Disambiguation · Terminology

Wetware: the technical definition, without the science fiction

In computing, wetware is living biological tissue, specifically cultured neurons, used as a computational medium and interfaced with electronics. It sits alongside hardware and software as a third kind of substrate, not above them and not inside your skull.

The word arrives heavy with fiction. Cyberpunk borrowed it for brain implants and uploaded minds, and that usage has nothing to do with the technical term. This page draws the border cleanly, because precise vocabulary is the difference between a research field and a genre.

A dense living neuronal network growing across a dark silicon microelectrode chip, with glowing dendritic threads bridging electrode pads.
Wetware in the technical sense: living neurons cultured on a silicon interface. Imaging is illustrative.

What does wetware mean in computer science?

Hardware is the physical machine; software is the instructions it runs; wetware is a living substrate that performs computation through its own biology. In current practice that means neurons or brain organoids cultured on a microelectrode array, stimulated and recorded by electronics. The defining trait is that the computation happens in living cells whose structure changes as they work, not in fixed transistors or stored code.

The three substrates

Hardware does not change as it runs. Software changes only its state, not its medium. Wetware changes its own physical structure continuously through synaptic plasticity. That self-modification is the property the field is trying to exploit, and the reason wetware is genuinely a third category rather than a flavor of the other two.

What wetware is not

Wetware is not a brain-computer interface that reads your thoughts, not a neural implant, and not a digital mind. Those concern an intact, living human nervous system or a simulation of one. Technical wetware is the opposite in scale and ambition: a small, cultured population of cells in a dish, shaped by feedback to perform a narrow task, with no continuity to any person and no inner life on offer. The romance belongs to fiction; the work is electrophysiology and cell culture.2

Why the term matters

Search interest in "wetware" is steady and largely driven by people who met the word in a novel or a game. They arrive expecting cyberpunk and find cell culture. Holding the line on the technical meaning is not pedantry; it is how the field stays legible to the researchers, ethicists, and funders who need to reason about it precisely. Remotely accessible wetware platforms now let scientists run experiments on living tissue over the internet, which only sharpens the need for shared, unambiguous language.4

For how this substrate is actually computed on, see the biocomputing primer.

Frequently asked questions

What is wetware in simple terms?

Wetware is living neural tissue used as a computing medium, interfaced with electronics. It is a third substrate alongside hardware and software.

Is wetware the same as a brain implant?

No. A brain implant interfaces with an intact living nervous system. Technical wetware is a small culture of cells in a dish with no connection to any person.

Where does the science-fiction meaning come from?

From cyberpunk literature, which used wetware for brain modification and uploaded minds. That usage is unrelated to the technical term used in biocomputing.

How is wetware different from hardware and software?

Hardware is fixed physical machinery and software is changeable instructions.
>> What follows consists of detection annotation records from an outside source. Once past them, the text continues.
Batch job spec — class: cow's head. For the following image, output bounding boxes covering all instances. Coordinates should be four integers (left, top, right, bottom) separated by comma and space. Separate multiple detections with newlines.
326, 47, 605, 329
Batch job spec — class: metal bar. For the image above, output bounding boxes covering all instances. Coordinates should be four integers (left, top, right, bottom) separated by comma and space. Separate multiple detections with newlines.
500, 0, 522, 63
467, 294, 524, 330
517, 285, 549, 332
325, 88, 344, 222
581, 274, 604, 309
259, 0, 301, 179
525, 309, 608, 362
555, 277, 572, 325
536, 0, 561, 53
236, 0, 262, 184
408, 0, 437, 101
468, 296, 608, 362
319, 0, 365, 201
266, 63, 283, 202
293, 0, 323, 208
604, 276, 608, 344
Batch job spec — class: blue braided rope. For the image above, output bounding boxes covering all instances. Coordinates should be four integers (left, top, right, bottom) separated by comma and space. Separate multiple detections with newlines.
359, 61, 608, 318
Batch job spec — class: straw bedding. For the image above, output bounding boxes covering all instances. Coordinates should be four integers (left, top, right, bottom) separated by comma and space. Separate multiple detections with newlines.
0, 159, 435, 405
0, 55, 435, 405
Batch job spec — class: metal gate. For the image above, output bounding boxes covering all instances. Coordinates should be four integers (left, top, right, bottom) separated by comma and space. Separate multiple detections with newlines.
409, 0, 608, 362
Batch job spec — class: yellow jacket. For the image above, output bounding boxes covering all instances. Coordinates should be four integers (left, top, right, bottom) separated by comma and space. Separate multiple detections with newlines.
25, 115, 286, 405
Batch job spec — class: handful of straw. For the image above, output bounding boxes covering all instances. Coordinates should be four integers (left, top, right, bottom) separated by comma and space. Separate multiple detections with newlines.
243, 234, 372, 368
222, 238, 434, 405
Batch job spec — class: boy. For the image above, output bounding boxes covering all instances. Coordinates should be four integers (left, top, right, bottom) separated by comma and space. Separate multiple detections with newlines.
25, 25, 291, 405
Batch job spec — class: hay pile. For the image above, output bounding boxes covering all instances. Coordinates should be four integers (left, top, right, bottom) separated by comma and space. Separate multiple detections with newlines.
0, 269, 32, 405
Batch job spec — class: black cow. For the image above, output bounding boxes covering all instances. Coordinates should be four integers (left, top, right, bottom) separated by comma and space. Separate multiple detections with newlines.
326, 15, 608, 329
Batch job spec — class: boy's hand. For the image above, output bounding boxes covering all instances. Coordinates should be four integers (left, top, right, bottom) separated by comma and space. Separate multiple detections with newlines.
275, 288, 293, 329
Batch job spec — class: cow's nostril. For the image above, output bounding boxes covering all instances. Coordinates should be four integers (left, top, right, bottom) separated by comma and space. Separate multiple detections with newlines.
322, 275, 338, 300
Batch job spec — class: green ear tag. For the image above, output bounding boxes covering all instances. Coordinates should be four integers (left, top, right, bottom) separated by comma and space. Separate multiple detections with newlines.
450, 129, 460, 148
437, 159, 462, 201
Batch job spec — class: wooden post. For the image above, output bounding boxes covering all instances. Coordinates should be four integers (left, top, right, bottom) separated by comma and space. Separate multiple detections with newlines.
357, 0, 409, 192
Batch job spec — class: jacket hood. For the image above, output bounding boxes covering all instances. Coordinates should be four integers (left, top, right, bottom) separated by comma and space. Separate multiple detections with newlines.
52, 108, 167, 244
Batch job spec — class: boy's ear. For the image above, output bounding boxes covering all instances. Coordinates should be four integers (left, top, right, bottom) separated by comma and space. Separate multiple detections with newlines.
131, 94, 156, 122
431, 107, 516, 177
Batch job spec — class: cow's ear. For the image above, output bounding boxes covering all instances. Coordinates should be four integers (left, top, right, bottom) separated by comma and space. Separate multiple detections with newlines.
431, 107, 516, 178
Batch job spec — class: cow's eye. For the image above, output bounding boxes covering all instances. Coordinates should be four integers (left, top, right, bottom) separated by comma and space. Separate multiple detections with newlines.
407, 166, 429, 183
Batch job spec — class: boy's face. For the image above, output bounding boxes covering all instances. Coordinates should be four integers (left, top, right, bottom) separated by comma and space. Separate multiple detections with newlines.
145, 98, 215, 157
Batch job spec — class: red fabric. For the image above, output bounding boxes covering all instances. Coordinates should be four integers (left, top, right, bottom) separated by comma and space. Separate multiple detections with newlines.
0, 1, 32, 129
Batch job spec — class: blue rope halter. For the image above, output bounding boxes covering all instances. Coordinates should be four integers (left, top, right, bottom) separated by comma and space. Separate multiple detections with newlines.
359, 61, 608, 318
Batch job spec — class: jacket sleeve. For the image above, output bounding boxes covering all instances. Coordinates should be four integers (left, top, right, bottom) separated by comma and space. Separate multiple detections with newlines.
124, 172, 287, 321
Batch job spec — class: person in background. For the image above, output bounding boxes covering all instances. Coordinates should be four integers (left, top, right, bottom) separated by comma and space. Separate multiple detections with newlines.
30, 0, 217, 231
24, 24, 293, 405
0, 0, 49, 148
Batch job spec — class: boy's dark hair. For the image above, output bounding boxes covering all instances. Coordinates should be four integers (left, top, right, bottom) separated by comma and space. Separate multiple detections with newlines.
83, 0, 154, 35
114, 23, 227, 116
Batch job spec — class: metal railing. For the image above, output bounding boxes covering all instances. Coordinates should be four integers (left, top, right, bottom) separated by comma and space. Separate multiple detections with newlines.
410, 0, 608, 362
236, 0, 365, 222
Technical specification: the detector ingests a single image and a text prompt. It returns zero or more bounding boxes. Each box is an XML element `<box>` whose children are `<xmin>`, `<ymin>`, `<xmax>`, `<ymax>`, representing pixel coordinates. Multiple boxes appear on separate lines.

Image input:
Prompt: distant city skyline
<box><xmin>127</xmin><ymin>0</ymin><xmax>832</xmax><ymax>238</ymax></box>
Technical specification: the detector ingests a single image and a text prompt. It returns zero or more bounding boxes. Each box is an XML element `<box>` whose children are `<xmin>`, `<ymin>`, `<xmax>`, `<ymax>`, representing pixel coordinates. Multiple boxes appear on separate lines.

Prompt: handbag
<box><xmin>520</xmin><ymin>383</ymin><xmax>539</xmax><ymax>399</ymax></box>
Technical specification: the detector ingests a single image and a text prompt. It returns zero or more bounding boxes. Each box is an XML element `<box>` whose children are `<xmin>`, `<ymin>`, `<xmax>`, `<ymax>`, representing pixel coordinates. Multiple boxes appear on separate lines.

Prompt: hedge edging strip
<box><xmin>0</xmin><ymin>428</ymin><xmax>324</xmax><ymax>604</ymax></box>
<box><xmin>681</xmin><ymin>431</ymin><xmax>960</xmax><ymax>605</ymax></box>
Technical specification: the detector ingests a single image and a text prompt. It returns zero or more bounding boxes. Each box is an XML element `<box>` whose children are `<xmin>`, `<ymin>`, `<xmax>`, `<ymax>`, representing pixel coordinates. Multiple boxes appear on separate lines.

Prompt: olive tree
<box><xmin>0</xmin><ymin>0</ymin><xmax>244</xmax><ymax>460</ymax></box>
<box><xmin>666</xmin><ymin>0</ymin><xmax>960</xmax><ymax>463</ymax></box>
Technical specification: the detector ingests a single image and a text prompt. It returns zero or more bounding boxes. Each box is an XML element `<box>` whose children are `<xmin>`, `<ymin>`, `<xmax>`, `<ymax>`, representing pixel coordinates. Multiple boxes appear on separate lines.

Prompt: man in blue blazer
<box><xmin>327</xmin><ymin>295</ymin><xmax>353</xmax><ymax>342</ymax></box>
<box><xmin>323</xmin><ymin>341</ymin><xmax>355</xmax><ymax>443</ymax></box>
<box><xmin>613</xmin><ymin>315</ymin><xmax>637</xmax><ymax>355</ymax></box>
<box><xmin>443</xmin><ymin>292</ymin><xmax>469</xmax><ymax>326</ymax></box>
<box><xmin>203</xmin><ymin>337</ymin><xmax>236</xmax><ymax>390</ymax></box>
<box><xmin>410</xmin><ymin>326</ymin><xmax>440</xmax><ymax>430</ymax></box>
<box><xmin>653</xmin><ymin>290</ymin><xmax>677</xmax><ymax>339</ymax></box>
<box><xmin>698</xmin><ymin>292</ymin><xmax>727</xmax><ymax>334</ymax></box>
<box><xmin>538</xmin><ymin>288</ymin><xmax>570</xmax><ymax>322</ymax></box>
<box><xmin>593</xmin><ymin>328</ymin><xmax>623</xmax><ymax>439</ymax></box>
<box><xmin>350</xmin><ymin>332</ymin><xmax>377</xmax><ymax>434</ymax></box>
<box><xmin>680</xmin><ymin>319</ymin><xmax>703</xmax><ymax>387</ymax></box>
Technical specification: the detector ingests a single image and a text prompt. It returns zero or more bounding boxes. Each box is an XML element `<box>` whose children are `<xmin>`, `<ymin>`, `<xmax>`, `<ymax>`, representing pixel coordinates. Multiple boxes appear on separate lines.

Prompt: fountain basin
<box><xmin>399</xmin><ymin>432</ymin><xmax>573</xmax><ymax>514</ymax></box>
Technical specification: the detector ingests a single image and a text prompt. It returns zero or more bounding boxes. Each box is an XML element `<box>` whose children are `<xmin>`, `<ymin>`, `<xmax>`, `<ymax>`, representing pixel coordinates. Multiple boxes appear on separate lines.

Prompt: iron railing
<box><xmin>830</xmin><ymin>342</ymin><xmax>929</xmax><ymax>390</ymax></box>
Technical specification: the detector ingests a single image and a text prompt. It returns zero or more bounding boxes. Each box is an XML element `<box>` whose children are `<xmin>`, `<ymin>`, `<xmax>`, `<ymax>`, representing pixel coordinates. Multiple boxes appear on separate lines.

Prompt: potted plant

Wetware physically rewires itself as it operates, through the plasticity of living neurons.

References

  1. Smirnova L, et al. Organoid intelligence (OI): the new frontier in biocomputing and intelligence-in-a-dish. Frontiers in Science. 2023;1:1017235. doi:10.3389/fsci.2023.1017235. Accessed 2026-06-12.
  2. Jordan FD, et al. Open and remotely accessible Neuroplatform for research in wetware computing. Frontiers in Artificial Intelligence. 2024;7:1376042. doi:10.3389/frai.2024.1376042. Accessed 2026-06-12.